Marka van Blitterswijk1, Matthew C Baker, Kevin F Bieniek, David S Knopman, Keith A Josephs, Bradley Boeve, Richard Caselli, Zbigniew K Wszolek, Ronald Petersen, Neill R Graff-Radford, Kevin B Boylan, Dennis W Dickson, Rosa Rademakers.   

Abstract

Mutations in profilin-1 (PFN1) have recently been identified in patients with amyotrophic lateral sclerosis (ALS). Because of the considerable overlap between ALS and the common subtype of frontotemporal dementia, which is characterized by transactive response DNA-binding protein 43 pathology (FTLD-TDP), we tested cohorts of ALS and FTLD-TDP patients for PFN1 mutations.
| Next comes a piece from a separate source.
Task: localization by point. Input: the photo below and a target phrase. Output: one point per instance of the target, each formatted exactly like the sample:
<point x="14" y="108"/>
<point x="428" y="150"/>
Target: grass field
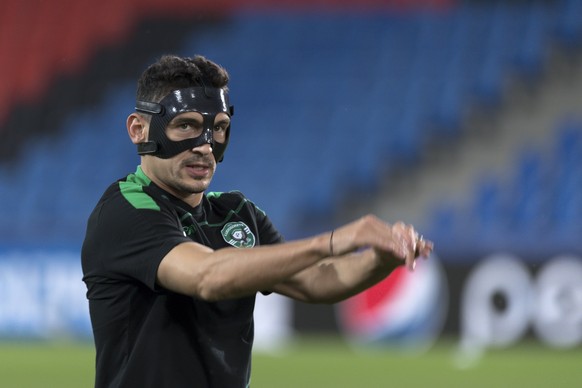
<point x="320" y="362"/>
DNA was obtained from 342 ALS patients and 141 FTLD-TDP patients at our outpatient clinic and brain bank for neurodegenerative diseases at the Mayo Clinic Florida, Jacksonville, USA. We screened these patients for mutations in coding regions of PFN1 by Sanger sequencing. Subsequently, we used TaqMan genotyping assays to investigate the identified variant in 1167 control subjects. From the results, one variant, p.E117G, was detected in one ALS patient, one FTLD-TDP patient, and two control subjects. The mutation frequency of patients versus control subjects was not significantly different (p-value = 0.36). Moreover, PFN1 and TDP-43 staining of autopsy material did not differ between patients with or without this variant. In conclusion, the p.E117G variant appears to represent a benign polymorphism. PFN1 mutations, in general, are rare in ALS and FTLD-TDP patients.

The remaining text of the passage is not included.